Snohomish County Law Makes Coffee Baristas Hide More Skin

EVERETT, Wash.—The long-running campaign in Snohomish County to rein in drive-through coffee stands featuring nearly nude baristas will culminate Jan. 7 in new laws that will apply to an estimated half-dozen businesses that are in the county but outside the city limits of Everett, Washington.

“The County Council voted unanimously on Dec. 9 to regulate businesses as adult entertainment if employees show too much skin in public,” reports the Herald. “The council also strengthened the county’s lewd conduct law, including tougher penalties and clarifying definitions for public places. That law also holds business owners and managers accountable for allowing lewd conduct.”

The new rules prohibit baristas from wearing such things as thongs or pasties that don’t fully cover rear ends or the bottom portion of the breasts, but they do not prevent workers from wearing bikinis in public.

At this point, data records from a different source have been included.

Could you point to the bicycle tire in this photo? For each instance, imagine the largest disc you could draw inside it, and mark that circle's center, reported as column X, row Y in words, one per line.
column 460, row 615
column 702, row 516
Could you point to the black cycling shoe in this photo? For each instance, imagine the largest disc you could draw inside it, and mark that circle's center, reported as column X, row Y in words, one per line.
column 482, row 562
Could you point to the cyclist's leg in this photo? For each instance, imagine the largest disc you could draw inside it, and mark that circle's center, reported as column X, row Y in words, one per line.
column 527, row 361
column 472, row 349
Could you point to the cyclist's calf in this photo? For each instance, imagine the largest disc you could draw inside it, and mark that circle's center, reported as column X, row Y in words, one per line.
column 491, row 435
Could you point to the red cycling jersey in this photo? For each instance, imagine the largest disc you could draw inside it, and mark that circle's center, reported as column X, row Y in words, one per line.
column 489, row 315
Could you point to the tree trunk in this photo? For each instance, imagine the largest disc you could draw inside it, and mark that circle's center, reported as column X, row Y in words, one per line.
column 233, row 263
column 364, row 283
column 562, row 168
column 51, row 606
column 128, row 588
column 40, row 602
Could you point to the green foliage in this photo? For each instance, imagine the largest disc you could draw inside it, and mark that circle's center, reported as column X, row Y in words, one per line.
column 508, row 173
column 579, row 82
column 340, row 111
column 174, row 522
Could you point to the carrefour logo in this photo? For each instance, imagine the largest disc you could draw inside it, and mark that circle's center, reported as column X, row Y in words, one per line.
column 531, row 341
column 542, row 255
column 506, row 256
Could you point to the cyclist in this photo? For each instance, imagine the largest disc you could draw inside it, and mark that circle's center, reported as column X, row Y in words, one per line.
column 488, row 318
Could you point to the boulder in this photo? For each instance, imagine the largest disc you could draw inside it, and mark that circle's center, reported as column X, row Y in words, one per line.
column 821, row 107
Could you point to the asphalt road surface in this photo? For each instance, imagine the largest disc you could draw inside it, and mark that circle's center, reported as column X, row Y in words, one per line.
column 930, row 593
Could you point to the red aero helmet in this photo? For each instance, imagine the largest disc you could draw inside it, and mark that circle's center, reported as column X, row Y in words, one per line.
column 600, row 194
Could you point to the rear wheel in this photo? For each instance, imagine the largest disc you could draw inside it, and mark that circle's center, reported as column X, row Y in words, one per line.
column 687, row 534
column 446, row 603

The move comes after a long campaign by local citizens who were instrumental in pushing the county to enact the new laws. “We’re planning to go to the Everett City Council as sort of a next step,” said Shahram Hadian, who has organized local opposition to the controversial stands.

“Past complaints have included baristas flashing customers and performing simulated sex acts, as well as employees wearing thongs, pasties and other skimpy clothing,” reports the Herald. “The county’s new rules already appear to be moderating behavior even before they take effect,” Hadian said.

“I definitely think it’s had an impact,” he added. “The word has gotten out and they have toned down.”

According to one of the coffee-stand owners, however, the new rules will have little impact on business.

“It’s not a problem,” said Bill Wheeler, the owner of the Grab-N-Go chain of bikini espresso stands. “My girls look just as beautiful in a bikini as they would in pasties anyways.”

Of perhaps greater significance to the county is its inability to conduct future inspections not only of the coffee stands, but of any adult establishment. According to the Herald, the county auditor is responsible for inspecting all such businesses, including adult bookstores and strip clubs, but since 2008, it has lost its three field inspectors—one was laid off, another resigned and a third retired. None have been replaced.

Until new inspectors are hired, the honor code and community vigilance will have to ensure the new laws are obeyed, which is not good news for the relatively few citizens who stirred the outrage pot in the first place. The marketplace, it seems, is speaking equally as loudly.

After one of Wheeler’s stands changed to more family-friendly attire about a month ago, he estimated business dropped by about 95 percent.

“I don’t plan on doing that with any other stand,” he told the Herald. “Nobody wants to buy coffee from a clothing stand.”